Nasdaq — Or Gnostic?
Are there atill some bastions of capitalism the NASDAQ hasn’t reached yet.
September 5, 2000
One day something terrifying happened at work that would be the catalyst that would push me out the door on a pilgrimage. With about a minute and a half to go before airtime, I was walking toward the studio, giving a script about the day’s financial news a final, preflight check. “While the Dow was in the dumps,” the script read, “the gnostic was doing better, with the gnostic composite index rising 1.2%…. A gnostic trader is quoted as saying, ‘Everywhere investors look, they see reasons to buy.'”

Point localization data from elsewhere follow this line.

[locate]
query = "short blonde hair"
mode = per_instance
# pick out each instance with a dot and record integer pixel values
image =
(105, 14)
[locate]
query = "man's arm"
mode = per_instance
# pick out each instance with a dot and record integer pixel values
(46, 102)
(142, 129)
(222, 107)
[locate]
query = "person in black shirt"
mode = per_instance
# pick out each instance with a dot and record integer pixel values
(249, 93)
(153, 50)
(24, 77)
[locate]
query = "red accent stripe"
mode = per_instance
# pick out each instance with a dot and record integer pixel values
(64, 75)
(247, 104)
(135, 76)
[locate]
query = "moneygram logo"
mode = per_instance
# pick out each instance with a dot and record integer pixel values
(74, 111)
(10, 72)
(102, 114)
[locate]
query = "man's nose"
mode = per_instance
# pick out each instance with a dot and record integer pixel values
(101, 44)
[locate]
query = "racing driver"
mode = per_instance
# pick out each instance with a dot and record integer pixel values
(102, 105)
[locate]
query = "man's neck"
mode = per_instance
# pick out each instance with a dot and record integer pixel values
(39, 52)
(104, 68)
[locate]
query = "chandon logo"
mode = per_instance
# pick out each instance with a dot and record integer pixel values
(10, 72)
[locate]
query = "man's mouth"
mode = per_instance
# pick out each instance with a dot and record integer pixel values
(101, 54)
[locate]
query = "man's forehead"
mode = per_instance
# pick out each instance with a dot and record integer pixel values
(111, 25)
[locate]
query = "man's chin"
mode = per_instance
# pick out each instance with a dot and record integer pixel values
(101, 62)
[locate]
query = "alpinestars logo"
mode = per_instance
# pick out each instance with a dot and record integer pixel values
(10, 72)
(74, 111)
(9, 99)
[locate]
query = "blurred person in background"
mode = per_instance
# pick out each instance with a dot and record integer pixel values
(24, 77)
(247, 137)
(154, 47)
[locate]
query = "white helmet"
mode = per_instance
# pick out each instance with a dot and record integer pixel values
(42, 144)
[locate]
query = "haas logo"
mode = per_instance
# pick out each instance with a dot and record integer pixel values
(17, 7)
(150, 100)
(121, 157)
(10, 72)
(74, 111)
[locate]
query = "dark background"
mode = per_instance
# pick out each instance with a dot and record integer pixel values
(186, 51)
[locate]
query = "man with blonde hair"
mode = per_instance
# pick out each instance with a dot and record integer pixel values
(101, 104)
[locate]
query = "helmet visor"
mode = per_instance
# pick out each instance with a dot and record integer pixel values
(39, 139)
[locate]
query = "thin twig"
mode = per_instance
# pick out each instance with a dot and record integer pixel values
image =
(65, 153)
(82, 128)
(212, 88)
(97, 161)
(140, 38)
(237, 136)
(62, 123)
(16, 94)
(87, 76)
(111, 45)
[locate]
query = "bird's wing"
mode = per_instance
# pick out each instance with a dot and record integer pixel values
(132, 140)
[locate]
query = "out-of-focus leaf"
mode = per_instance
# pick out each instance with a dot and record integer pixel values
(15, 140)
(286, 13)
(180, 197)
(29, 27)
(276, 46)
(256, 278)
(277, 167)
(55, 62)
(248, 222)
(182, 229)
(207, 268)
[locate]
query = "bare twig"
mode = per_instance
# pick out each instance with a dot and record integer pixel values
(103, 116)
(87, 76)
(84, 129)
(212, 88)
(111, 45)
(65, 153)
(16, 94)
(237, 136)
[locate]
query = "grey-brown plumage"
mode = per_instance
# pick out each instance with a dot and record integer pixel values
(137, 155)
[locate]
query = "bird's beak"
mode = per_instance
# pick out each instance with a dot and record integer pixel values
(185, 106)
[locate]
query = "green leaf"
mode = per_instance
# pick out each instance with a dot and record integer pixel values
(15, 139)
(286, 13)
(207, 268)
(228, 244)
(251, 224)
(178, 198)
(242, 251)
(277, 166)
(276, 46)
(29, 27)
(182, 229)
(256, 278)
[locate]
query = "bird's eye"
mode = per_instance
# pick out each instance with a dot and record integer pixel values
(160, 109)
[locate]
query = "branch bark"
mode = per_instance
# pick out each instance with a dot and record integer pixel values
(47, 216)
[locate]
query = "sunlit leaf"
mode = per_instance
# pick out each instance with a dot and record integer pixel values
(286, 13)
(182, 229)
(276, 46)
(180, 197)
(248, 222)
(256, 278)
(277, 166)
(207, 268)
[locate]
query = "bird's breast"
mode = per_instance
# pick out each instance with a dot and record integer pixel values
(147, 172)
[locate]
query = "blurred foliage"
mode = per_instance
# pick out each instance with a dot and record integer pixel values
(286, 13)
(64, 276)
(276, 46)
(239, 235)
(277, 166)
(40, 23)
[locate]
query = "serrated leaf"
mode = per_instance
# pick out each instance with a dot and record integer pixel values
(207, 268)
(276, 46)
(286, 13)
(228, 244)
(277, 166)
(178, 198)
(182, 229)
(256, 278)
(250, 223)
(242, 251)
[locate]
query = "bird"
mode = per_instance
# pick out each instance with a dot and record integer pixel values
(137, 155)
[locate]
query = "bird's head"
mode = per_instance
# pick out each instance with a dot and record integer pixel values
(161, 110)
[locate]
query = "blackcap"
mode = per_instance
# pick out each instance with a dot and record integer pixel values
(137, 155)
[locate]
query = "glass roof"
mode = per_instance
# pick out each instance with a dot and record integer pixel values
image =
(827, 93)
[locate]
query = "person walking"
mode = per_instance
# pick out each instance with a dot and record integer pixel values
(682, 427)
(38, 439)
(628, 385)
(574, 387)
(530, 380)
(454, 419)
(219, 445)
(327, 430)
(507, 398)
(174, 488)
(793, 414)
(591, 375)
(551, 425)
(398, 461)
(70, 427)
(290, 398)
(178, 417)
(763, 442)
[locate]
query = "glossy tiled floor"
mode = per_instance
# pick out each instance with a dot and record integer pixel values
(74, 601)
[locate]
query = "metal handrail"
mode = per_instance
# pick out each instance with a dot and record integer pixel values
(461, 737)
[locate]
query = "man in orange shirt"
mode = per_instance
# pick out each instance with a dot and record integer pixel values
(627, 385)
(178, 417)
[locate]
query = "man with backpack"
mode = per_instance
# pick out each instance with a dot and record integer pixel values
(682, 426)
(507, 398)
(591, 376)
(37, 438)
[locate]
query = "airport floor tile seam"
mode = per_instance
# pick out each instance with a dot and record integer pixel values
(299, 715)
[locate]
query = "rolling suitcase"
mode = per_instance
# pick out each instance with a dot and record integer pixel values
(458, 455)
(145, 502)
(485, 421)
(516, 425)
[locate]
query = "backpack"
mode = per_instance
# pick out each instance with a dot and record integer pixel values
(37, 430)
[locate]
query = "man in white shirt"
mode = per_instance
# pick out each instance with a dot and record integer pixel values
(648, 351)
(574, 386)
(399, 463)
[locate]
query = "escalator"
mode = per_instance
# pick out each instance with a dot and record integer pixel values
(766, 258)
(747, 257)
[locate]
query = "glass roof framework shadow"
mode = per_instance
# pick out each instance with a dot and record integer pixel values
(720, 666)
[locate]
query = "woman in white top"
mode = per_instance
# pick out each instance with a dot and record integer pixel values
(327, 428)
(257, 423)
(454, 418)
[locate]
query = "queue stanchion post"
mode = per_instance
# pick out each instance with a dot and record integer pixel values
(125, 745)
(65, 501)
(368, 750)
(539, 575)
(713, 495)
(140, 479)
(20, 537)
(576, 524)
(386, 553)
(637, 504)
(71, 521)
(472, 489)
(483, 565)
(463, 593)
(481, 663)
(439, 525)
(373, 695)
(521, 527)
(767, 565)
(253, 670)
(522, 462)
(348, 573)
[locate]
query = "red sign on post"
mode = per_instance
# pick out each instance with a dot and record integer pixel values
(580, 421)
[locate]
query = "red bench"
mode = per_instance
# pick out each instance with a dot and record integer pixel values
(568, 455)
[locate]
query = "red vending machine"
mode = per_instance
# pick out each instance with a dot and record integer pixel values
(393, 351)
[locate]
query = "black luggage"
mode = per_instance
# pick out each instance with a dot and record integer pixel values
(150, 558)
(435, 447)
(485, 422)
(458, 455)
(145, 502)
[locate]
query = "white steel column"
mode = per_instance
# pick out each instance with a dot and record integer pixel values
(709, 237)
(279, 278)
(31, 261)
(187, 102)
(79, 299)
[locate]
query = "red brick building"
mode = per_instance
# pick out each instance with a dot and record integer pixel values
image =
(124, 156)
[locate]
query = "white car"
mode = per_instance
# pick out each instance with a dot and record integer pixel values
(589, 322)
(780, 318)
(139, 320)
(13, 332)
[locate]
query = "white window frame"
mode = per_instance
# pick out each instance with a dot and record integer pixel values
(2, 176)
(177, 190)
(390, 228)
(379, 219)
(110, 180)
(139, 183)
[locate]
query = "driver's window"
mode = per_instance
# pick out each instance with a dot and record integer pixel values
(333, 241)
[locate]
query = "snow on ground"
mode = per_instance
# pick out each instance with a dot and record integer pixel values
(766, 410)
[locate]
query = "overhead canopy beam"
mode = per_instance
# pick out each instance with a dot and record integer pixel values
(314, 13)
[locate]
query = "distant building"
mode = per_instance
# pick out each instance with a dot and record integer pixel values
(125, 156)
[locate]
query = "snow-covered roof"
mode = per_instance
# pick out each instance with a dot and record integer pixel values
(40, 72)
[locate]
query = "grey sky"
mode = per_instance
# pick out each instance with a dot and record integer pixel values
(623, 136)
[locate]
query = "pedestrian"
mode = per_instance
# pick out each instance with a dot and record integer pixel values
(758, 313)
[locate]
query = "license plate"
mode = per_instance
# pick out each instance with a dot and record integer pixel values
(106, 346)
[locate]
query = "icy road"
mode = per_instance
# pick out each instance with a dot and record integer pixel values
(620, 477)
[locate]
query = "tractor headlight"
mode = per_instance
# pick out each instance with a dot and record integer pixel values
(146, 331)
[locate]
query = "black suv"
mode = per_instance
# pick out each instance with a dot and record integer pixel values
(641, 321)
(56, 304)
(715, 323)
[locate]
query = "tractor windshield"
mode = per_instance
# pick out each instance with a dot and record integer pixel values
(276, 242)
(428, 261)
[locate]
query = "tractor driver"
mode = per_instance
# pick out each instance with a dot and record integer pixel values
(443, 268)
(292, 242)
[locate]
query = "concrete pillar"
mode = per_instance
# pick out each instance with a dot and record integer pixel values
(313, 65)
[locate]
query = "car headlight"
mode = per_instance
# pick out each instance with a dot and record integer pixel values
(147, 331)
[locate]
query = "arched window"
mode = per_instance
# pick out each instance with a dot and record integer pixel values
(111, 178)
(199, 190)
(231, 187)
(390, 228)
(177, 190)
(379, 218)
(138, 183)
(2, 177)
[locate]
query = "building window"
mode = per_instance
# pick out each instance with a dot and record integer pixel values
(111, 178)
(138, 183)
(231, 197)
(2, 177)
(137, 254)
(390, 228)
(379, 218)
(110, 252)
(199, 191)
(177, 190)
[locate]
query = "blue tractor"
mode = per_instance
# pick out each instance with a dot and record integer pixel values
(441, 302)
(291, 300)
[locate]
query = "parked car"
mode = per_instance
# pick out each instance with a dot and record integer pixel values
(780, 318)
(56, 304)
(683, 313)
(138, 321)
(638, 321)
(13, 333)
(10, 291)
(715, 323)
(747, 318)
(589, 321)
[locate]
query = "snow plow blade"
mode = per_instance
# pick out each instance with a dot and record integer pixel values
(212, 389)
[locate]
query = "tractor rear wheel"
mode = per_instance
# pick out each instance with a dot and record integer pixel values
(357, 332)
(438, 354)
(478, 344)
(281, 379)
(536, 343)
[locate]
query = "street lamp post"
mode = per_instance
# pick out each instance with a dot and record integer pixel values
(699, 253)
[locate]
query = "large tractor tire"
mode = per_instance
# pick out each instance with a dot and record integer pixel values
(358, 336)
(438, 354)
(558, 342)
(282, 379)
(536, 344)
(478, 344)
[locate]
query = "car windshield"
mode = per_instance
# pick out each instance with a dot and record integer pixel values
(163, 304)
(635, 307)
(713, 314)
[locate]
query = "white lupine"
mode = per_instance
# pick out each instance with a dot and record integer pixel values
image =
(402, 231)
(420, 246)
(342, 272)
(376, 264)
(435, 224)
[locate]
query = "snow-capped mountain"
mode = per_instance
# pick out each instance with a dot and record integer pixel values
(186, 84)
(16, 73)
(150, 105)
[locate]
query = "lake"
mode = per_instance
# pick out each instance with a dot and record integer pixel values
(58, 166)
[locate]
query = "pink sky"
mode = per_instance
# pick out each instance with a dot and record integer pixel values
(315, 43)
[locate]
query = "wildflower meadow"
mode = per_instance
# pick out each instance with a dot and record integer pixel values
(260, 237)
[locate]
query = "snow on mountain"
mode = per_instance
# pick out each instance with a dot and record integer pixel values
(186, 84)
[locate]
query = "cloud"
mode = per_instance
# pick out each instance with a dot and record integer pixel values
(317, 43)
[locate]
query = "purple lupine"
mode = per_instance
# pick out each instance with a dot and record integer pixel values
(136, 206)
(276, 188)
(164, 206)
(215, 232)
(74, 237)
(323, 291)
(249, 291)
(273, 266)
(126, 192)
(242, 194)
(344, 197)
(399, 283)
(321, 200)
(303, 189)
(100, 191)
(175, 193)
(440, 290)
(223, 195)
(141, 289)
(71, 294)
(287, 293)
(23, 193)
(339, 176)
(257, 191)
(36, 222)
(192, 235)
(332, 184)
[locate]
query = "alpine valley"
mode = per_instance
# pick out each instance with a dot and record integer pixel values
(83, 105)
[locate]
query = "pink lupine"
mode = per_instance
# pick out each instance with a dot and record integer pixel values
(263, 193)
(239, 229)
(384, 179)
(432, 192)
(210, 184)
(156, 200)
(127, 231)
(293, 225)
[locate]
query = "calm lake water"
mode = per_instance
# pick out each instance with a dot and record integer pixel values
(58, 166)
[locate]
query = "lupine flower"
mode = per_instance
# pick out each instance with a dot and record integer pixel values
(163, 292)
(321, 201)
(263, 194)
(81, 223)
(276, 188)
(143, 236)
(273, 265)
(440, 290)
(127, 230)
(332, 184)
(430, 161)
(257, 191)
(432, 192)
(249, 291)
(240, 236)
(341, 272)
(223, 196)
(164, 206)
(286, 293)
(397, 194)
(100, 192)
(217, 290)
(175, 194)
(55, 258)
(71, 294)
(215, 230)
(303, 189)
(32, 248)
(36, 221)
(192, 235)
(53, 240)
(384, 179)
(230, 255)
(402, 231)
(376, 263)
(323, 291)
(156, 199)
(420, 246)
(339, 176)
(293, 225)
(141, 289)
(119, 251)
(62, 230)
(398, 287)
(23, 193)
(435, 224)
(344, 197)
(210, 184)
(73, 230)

I paused in mid-step, about to recuse myself from further broadcasting duties that day on the grounds that I was losing my mind. Did it really say “gnostic”? I blinked twice and fearfully shuffled back to that page again, praying I would find instead the word “Nasdaq,” the electronic stock market run by the National Association of Securities Dealers.
But it did not say Nasdaq. Settled before the microphone, in the remaining moments left before the show’s opening gong, I was forced to go on a furious hunting expedition, crossing out as many gnostics as I could find.
“Thirty seconds,” the director said into my headphones. “What does ‘gnostic’ mean?” I asked, pressing the intercom button. The producer’s eyes widened in panic. “Number one, I don’t know. Number two, you’ve got ten seconds. Number three, forget gnostic, they’ll think you mean Nasdaq.”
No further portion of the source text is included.